How can I make this cake gluten-free?
Substituting regular flour with a gluten-free blend will work perfectly for those with dietary restrictions.

Mother’s Day Earl Grey Tea Cake
- Total Time: 55 minutes
- Yield: Serves approximately 12 slices 1x
Description
Indulge in the delightful flavors of this Mother’s Day Earl Grey Tea Cake, where the warmth of freshly baked goodness meets the aromatic essence of Earl Grey tea. This cake is moist, fluffy, and infused with a hint of citrus zest, making it perfect for any gathering or special occasion. Picture serving this showstopper at your next brunch—your guests will be asking for seconds and the recipe!
Ingredients
- 2 cups all-purpose flour
- 1 cup granulated sugar
- 1 cup unsalted butter, softened
- 3 large eggs
- 1/2 cup whole milk
- 2 tablespoons Earl Grey tea leaves
- 1 tablespoon baking powder
- Zest of 1 lemon
Instructions
- Preheat your oven to 350°F (175°C) and grease a 9-inch round cake pan.
- Steep Earl Grey tea leaves in half a cup of boiling water for about 10 minutes; strain and set aside.
- In a mixing bowl, cream together the softened butter and sugar until light and fluffy (about 3-5 minutes).
- Beat in eggs one at a time, followed by milk and lemon zest until well combined.
- In another bowl, whisk together flour and baking powder; fold into wet ingredients along with the strained tea leaves until just combined.
- Pour batter into prepared pan and smooth the top.
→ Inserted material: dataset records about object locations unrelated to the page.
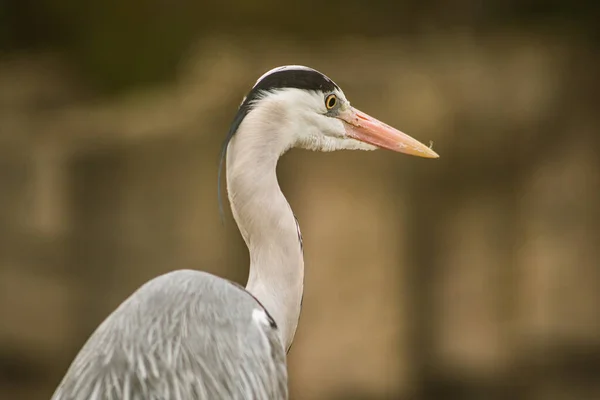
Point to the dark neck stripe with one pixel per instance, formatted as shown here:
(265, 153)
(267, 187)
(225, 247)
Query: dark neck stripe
(285, 77)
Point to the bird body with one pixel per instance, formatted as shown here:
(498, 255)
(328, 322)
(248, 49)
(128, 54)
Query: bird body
(171, 339)
(189, 335)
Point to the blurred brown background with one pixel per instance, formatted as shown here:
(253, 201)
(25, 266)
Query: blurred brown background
(474, 276)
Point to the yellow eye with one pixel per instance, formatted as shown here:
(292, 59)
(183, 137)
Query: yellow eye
(330, 101)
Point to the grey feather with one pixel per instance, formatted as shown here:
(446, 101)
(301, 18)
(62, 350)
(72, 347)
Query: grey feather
(185, 335)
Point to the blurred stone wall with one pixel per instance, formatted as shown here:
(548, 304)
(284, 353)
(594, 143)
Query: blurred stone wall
(472, 276)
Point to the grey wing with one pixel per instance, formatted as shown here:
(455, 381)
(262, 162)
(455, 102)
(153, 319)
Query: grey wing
(183, 335)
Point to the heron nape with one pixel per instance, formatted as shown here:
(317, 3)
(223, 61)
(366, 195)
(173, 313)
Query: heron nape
(190, 335)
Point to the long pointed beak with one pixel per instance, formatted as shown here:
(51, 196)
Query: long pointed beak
(365, 128)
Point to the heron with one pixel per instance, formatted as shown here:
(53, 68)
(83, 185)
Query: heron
(190, 335)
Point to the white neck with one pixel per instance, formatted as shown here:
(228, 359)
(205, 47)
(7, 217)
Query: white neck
(266, 221)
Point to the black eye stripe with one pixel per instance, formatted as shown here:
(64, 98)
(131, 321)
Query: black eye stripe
(330, 101)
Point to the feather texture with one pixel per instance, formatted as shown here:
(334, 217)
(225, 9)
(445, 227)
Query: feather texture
(185, 335)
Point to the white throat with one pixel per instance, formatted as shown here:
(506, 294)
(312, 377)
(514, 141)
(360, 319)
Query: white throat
(265, 218)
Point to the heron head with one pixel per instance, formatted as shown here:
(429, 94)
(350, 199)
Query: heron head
(310, 111)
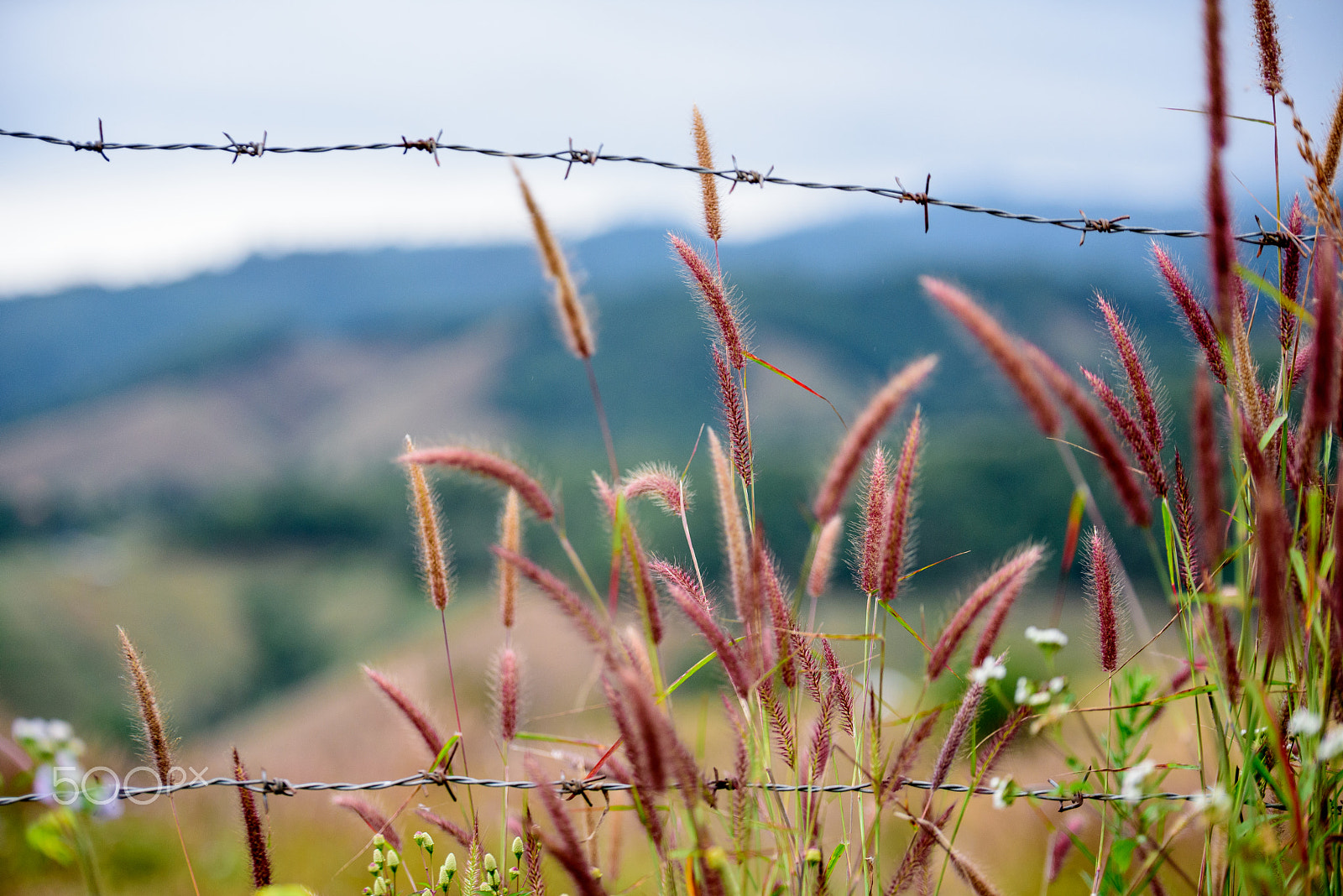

Bake for 30-35 minutes or until a toothpick inserted comes out clean.
- Cool in the pan for 10 minutes before transferring to a wire rack to cool completely.
- Prep Time: 20 minutes
- Cook Time: 35 minutes
- Category: Dessert
- Method: Baking
- Cuisine: English
Nutrition
- Serving Size: 1 serving
- Calories: 305
- Sugar: 23g
- Sodium: 180mg
- Fat: 15g
- Saturated Fat: 9g
- Unsaturated Fat: 5g
- Trans Fat: 0g
- Carbohydrates: 40g
- Fiber: <1g
- Protein: 3g
- Cholesterol: 65mg
Keywords: For added flavor, consider substituting half of the all-purpose flour with almond flour or adding chopped nuts for crunch. Store leftover cake in an airtight container at room temperature for up to three days; reheat slices briefly in the microwave.